Воспользовавшись коротким промежутком между сумерками и полной темнотой, когда на небе стали одна за другой появляться звезды, я разобрал водолазное снаряжение, положил шлем на планшир, присоединил шланг к воздушному насосу, закрепил спасательную веревку и присел, ожидая, когда ночь полностью, вступит в свои права.
Вода из светло-голубой стала синевато-серой, потом темной и наконец непроницаемо черной. Берег, еще недавно отчетливо видимый, превратился в черную полоску, которая скорее угадывалась, чем различалась в неверном сиянии звезд. Луны не было и не ожидалось еще неделю — она пряталась на той стороне Земли. Я посмотрел на поверхность океана: абсолютная тьма. Опять защемило под ложечкой. Ведь я решил спуститься на дно и выяснить, что происходит в океане ночью. Оставалось только привести свои замысел в исполнение, но я колебался. Даже днем человек — явно чужеродное тело в подводном мире, и даже при полной видимости его часто охватывает чувство беспомощности. Что же тогда сказать о ночи, когда собственные глаза мало помогают ему, а кругозор ограничен глазницами водолазного шлема!
В последнюю минуту, проверяя свою готовность к спуску и собираясь с духом, я ощупал крепления моего фонаря. Это был обыкновенный прожектор в резиновом чехле с линзой, зацементированной в ободок, и устроенный таким образом, что его можно было включать и выключать на ощупь, не снимая чехла. Убедившись, что фонарь в полной исправности, я, уже не находя для себя никаких отговорок, дал последние инструкции своему помощнику негру. Что бы ни случилось, сказал я ему, пусть он не перестает накачивать воздух. Задержавшись на планшире, я успел услышать, как на берегу кричит петух, — неохотно, словно понимая, что час его утренней песни еще далек. Вдохнув принесенный с берега волною теплого воздуха запах жасмина и лаванды, я переступил через борт.

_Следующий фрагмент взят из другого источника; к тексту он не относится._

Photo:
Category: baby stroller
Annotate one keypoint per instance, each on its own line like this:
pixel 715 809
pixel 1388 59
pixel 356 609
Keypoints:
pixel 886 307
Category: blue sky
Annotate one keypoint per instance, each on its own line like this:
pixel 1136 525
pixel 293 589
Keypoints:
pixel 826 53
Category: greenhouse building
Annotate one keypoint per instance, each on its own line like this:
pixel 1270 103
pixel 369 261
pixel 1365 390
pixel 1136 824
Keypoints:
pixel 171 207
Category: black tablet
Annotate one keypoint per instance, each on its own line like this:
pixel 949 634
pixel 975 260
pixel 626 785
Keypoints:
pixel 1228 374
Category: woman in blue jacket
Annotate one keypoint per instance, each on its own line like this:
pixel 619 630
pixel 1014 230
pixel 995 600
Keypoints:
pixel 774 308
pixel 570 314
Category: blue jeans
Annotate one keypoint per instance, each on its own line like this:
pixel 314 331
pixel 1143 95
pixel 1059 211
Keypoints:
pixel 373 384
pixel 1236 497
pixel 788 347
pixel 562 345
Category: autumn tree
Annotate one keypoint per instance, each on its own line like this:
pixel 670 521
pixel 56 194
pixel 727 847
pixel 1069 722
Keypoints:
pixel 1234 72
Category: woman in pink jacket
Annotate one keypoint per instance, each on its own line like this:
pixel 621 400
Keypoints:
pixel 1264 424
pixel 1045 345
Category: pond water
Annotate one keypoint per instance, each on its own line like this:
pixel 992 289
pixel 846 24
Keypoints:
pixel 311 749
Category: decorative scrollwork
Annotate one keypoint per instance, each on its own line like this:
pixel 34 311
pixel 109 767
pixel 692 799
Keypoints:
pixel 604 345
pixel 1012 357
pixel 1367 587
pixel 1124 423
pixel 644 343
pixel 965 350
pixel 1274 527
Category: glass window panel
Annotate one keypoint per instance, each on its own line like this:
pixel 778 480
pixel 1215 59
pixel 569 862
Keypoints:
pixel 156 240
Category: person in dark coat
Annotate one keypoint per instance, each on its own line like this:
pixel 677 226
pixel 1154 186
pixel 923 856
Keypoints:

Холодная вода ожгла меня и заставила шевелиться проворнее; я выплыл на поверхность и нащупал в темноте планшир. Теперь, когда первый шаг был сделан, я уже не чувствовал страха, хотя мне все еще было не по себе. Нашарив спасательную веревку, я обмотал ее вокруг руки, затем еще раз удостоверился, что фонарь при мне, и тихо сказал своему помощнику, что я готов и можно надевать на меня шлем. С легким свистом воздух пошел по шлангу — насос действовал исправно. Слыша в ушах звон лопающихся пузырьков, я разжал руки и камнем пошел в бездну ночных океанских глубин.
Опустившись футов на двадцать, так что между мною и дном еще оставалось десять футов чернильно-черной воды, я слегка сжал веревку пальцами и приостановил спуск. В течение нескольких секунд меня раскачивало из стороны в сторону, слегка поворачивая. Затем я неподвижно застыл на месте. Сколько я ни вглядывался в ночь сквозь стекло шлема, я ничего не видел перед собой. Я висел в центре пустого пространства, где нет ни света, ни движения, — только свинцовая, непроницаемая тьма. Должно быть, таким выглядел мир в первый день творения. Чувство ужаса опять овладело мною. Легкая дрожь пробежала по телу, словно какое-то шестое чувство предупреждало о неизвестном и неожиданном, надвигающемся на меня из глубины океанской ночи. Но сколько я ни вертелся, вглядываясь во все стороны, я не видел ничего, кроме все той же совершенной пустоты. Мои нервы шалили.